Hintergrund - HDM Elektromobilität

23.10.2017 UPDATE: 23.10.2017 06:00 Uhr 1 Minute, 22 Sekunden

Annähernd 8000 Ladestationen in Deutschland. Was ist die Henne, was ist das Ei? Fahren in Deutschland auch deswegen noch so wenige Elektroautos, weil die Zahl der Ladestationen noch ziemlich überschaubar ist? Oder halten sich die Betreiber der Stationen deswegen zurück, weil es noch nicht genügend Fahrzeuge und damit Nachfrage gibt?

Bei Diskussionen über die Zukunft der Elektromobilität taucht immer wieder diese Frage auf. Tatsache ist: Zwischen der Ostsee und dem Bodensee finden sich derzeit rund 7700 Ladestationen mit etwa 23.000 Anschlüssen. Zum Vergleich: hierzulande gibt es rund 14.500 konventionelle Tankstellen für Benzin und Diesel. Während diese Zahl seit Jahren leicht rückgängig ist, zeigt die Kurve bei den Stromzapfstellen steil nach oben - ausgehend freilich von einem niedrigen Niveau. Innerhalb von weniger als zwei Jahren stieg die Zahl der Ladestationen in Deutschland um 80, die der Anschlüsse um 60 Prozent.

Eine der Herausforderungen dabei: Die Autohersteller in Europa, den Vereinigten Staaten und in Asien konnten sich bis heute nicht auf einen gemeinsamen Standard für die Steckersysteme einigen. Die meisten europäischen und amerikanischen Anbieter setzen auf den so genannten Combined Charging System Standard (CCS), die Asiaten dagegen auf einen Standard mit dem eigensinnigen Namen CHAdeMO. Auch die technischen Ladeprotokolle sind verschieden.

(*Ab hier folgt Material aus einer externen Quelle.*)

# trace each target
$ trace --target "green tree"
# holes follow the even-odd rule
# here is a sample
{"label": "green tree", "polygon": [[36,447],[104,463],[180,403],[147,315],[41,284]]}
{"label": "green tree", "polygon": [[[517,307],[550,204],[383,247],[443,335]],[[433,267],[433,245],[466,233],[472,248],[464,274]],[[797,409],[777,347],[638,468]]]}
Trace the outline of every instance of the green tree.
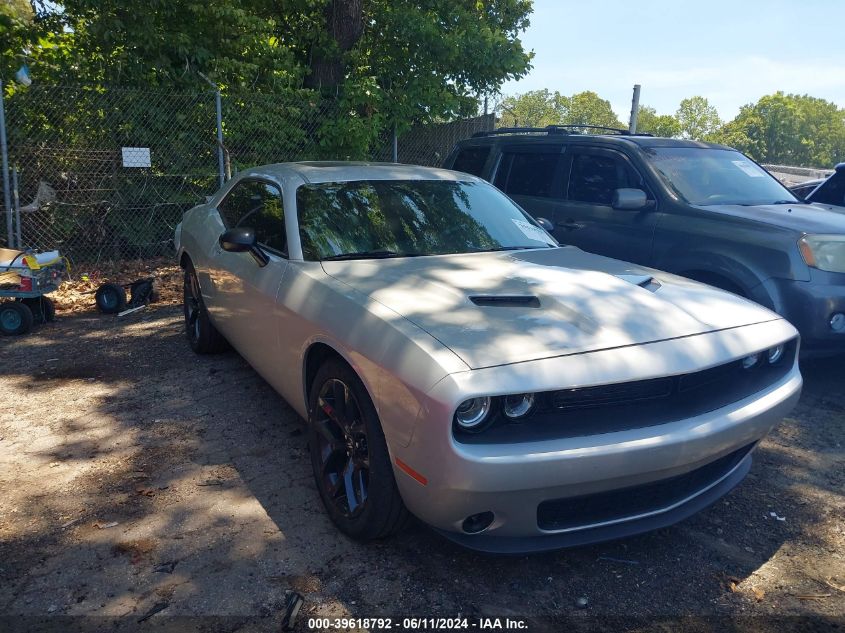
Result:
{"label": "green tree", "polygon": [[601,125],[605,127],[625,128],[619,120],[610,101],[602,99],[595,92],[586,91],[564,99],[564,115],[561,123],[569,125]]}
{"label": "green tree", "polygon": [[715,139],[759,162],[831,167],[845,159],[845,110],[809,95],[777,92],[743,106]]}
{"label": "green tree", "polygon": [[595,92],[579,92],[571,97],[549,90],[532,90],[506,97],[497,106],[501,127],[544,127],[546,125],[601,125],[625,127],[610,102]]}
{"label": "green tree", "polygon": [[[27,48],[35,81],[45,83],[196,91],[207,89],[202,73],[230,93],[306,88],[333,103],[319,136],[338,156],[365,155],[389,129],[470,114],[478,94],[523,76],[531,60],[519,40],[530,0],[36,0],[36,7],[31,24],[15,18],[14,41],[4,37],[4,69]],[[7,14],[0,24],[11,23]]]}
{"label": "green tree", "polygon": [[716,108],[704,97],[690,97],[681,101],[675,117],[681,136],[695,141],[707,140],[722,126]]}
{"label": "green tree", "polygon": [[563,121],[566,98],[559,92],[532,90],[505,97],[495,108],[500,127],[545,127]]}
{"label": "green tree", "polygon": [[676,137],[681,134],[681,124],[671,114],[657,114],[649,106],[640,106],[637,113],[637,132],[654,136]]}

Um dennoch die Batterien sämtlicher Hersteller an einer einzigen Station laden zu können, sind im öffentlichen Raum zunehmend Multistandard-Ladestationen gefragt. Ähnlich wie konventionelle Zapfsäulen an der Tankstelle bieten sie nicht nur einen einzelnen Standard, bildlich gesprochen also Diesel oder Normalbenzin. Stattdessen fließt aus der Kombisäule Wechselstrom mit einer höheren Ladeleistung als aus der normalen 230 Volt-Haushaltssteckdose mit der gleichen Selbstverständlichkeit wie Gleichstrom für CCS und für CHAdeMO. Vor allem mit Gleichstrom lassen sich die Ladezeiten deutlich verkürzen.

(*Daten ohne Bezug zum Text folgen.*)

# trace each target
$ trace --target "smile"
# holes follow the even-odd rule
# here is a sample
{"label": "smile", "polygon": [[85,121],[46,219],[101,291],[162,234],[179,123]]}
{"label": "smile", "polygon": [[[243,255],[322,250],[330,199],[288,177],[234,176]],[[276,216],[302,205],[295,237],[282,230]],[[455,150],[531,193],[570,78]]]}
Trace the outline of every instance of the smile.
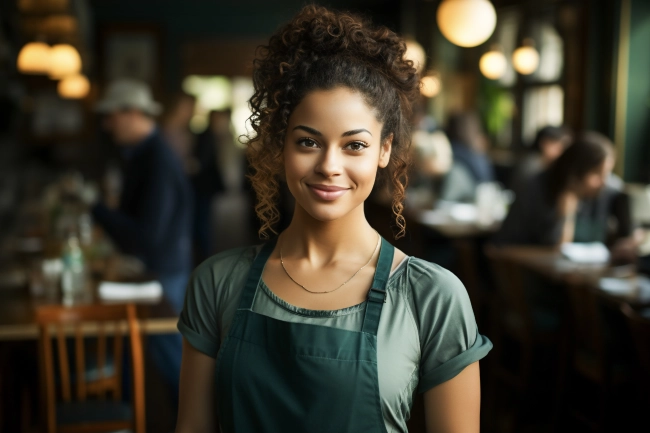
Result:
{"label": "smile", "polygon": [[349,188],[343,188],[333,185],[308,185],[309,189],[321,200],[336,200],[349,191]]}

Das dichteste Netz an Ladestationen in Europa gibt es im kleinen Estland. Wesentlich dazu beigetragen hat ABB. Das Unternehmen mit seinem Deutschland-Hauptsitz in Mannheim lieferte bereits vor vier Jahren 165 Schnell-Ladestationen, an denen sich die Batterien von Elektroautos in 15 bis 30 Minuten wiederaufladen lassen. Die Stromtankstellen wurden in jedem Ort mit mehr als 5000 Einwohnern sowie an den Hauptverkehrsstraßen des Landes im Abstand von höchstens 60 Kilometern installiert. Estland ist mit 45.000 Quadratkilometern etwa so groß wie Niedersachsen, hat aber nur halb so viele Einwohner wie die Metropolregion Rhein-Neckar.